Atte Kloosterman a, entre autres éléments, analysé un tee-shirt censé avoir appartenu à une des “mortes d’Abobo”. Et ce qu’il a trouvé est particulièrement troublant. “Nous avons fait des tests pour déterminer s’il y avait des traces de sang. Nous avons vu des taches suspicieuses sur le t-shirt, et nous avons donc effectué des tests pour déterminer si c’était du sang, et tous les tests étaient négatifs”. Engendré sans doute par une boutade liée à cette tache qui ressemble au sang d’une victime tuée par balle mais ne l’est pas, un gros buzz déformé a parcouru la Toile : il s’agissait de sang de boeuf et non de sang humain, aurait affirmé l’expert. La rumeur a été d’autant plus virale qu’elle allait dans le sens de la thèse de la “fausse tuerie”, de la mise en scène médiatique, de la scène de théâtre jouée par des acteurs et filmée par un manipulateur jouant au cameraman amateur pour mieux frapper les esprits.

Bien entendu, il ne s’agit pas de sang de boeuf, mais le mystère sur ce tee-shirt demeure. “Une personne qui porte un t-shirt, on s’attend à ce qu’il y ait des traces d’ADN sur son propre t-shirt.

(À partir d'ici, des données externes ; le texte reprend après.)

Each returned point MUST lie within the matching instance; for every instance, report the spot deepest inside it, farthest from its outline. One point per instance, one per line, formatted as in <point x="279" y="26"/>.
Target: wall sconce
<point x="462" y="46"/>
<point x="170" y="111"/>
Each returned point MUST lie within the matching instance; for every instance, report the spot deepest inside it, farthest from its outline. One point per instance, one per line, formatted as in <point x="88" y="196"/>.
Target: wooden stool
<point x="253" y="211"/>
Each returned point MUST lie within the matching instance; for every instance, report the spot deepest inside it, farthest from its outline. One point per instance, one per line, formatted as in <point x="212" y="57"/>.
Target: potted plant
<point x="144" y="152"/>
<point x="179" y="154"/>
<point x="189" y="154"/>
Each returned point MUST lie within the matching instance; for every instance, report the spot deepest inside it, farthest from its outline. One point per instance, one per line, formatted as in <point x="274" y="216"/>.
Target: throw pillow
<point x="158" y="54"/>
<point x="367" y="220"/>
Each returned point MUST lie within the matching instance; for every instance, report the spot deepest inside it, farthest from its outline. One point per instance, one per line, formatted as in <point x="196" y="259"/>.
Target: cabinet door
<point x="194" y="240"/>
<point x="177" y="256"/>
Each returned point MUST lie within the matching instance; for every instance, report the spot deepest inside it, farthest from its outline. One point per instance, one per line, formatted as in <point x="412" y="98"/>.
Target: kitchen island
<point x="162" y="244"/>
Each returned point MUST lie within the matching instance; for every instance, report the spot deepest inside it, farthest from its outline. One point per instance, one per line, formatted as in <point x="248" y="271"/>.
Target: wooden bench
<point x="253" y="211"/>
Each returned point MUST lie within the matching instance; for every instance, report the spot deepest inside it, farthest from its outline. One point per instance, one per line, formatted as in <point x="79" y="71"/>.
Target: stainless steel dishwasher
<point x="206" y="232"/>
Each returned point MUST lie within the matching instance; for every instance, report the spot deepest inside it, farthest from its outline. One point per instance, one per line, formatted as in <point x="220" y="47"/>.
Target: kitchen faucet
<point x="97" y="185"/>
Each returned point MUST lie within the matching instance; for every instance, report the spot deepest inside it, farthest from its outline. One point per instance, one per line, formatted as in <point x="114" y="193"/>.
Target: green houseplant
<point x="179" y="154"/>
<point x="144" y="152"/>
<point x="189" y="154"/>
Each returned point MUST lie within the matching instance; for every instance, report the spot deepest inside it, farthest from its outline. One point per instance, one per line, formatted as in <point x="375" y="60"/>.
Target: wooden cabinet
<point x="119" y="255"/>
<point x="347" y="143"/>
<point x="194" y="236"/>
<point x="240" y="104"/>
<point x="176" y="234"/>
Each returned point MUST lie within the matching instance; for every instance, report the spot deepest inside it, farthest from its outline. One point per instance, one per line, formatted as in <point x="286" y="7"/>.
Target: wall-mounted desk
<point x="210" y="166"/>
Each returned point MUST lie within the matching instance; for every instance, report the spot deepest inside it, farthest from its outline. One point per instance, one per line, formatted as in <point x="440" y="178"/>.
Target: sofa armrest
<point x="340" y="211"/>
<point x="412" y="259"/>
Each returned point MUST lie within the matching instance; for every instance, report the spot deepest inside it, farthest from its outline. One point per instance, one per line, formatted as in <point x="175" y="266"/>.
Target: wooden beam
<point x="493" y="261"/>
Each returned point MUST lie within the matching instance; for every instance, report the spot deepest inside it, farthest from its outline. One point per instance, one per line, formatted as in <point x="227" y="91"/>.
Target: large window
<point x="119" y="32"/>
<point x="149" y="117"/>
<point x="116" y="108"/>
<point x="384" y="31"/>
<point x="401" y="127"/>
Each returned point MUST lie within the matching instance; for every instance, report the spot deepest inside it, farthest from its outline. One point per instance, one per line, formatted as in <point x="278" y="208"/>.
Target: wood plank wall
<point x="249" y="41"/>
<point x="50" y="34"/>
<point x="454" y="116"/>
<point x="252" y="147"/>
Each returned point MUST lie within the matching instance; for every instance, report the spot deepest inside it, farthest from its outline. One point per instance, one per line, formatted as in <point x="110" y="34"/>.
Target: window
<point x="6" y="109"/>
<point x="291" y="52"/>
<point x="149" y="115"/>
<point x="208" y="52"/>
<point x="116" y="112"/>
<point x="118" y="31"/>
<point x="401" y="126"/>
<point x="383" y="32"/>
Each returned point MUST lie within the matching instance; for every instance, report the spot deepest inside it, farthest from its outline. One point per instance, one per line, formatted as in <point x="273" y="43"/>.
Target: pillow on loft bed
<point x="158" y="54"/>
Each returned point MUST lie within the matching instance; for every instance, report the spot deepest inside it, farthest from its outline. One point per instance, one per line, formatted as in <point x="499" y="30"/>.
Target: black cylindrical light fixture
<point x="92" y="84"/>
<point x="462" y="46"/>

Nous avons donc sécurisé l’objet en question et nous n’avons pas pu extraire d’ADN sur ces portions du t-shirt à des fins d’analyse ADN”, s’est en quelque sorte étonné l’expert. D’autant plus qu’un de ses collègues a noté que “l’état du t-shirt est impeccable, surtout à la lumière du fait qu’il a été enterré il y a de nombreuses années. (…) L’état du t-shirt exclut toute usure ou déchirure.”

On résume. Nous sommes en présence d’un tee-shirt qui porte des traces qui ressemblent à du sang sans être du sang. Un tee-shirt censé avoir séjourné des années dans une fosse commune mais qui n’a pas été altéré. Faut-il être un adepte de la théorie du complot pour s’interroger avec gravité sur ceux qui, à Abidjan, au sein du régime Ouattara, ont fourni ce qui a tout l’air d’une fausse preuve au bureau du procureur auprès de la CPI, lequel a transmis cet élément au Netherlands Forensic Institute (NFI) ?

La question se pose d’autant plus que Atte Kloosterman a aussi analysé les restes de quinze personnes trouvées, on l’imagine, dans la même fosse commune. “12 sur les 15 victimes présumées ne correspondaient pas (…) à des parents biologiques de disparus” (suite à la “tuerie d’Abobo”), a-t-on appris. Forcément, ça interpelle. En effet, selon un article de Nord-Sud (quotidien cher à Guillaume Soro), six des sept tuées reposeraient dans le même espace au cimetière d’Abobo-Baoulé (http://news.abidjan.net/h/403542.html). Pourquoi n’en retrouve-t-on que trois ?

Plus profondément, qu’est-ce qui établit formellement l’identité des cadavres présentés comme ceux des “femmes d’Abobo”, voire celle de leurs parents présumés, dont l’ADN a également été étudié ?

Le cheminement des échantillons étudiés d’Abidjan jusqu’à La Haye est obscur. Le mystère est d’autant plus grand alors que l’avocat Ange Rodrigue Dadjé vient de faire des révélations, preuve à l’appui : le professeur Hélène Yapo Etté, médecin légiste auprès de la Cour d’appel d’Abidjan, saisie par les procureurs Raymond Tchimou (sous Gbagbo) et Simplice Koffi Kouadio (sous Ouattara) n’a jamais eu accès aux dépouilles des mortes d’Abobo, y compris après avoir lancé une commission rogatoire afin d’en savoir plus.

Manifestement, une administration parallèle en Côte d’Ivoire fournit à la Cour pénale internationale des éléments douteux qu’elle camoufle à la justice nationale.

Voilà ce que l’on sait à l’issue de la folle journée du 29 mai 2017.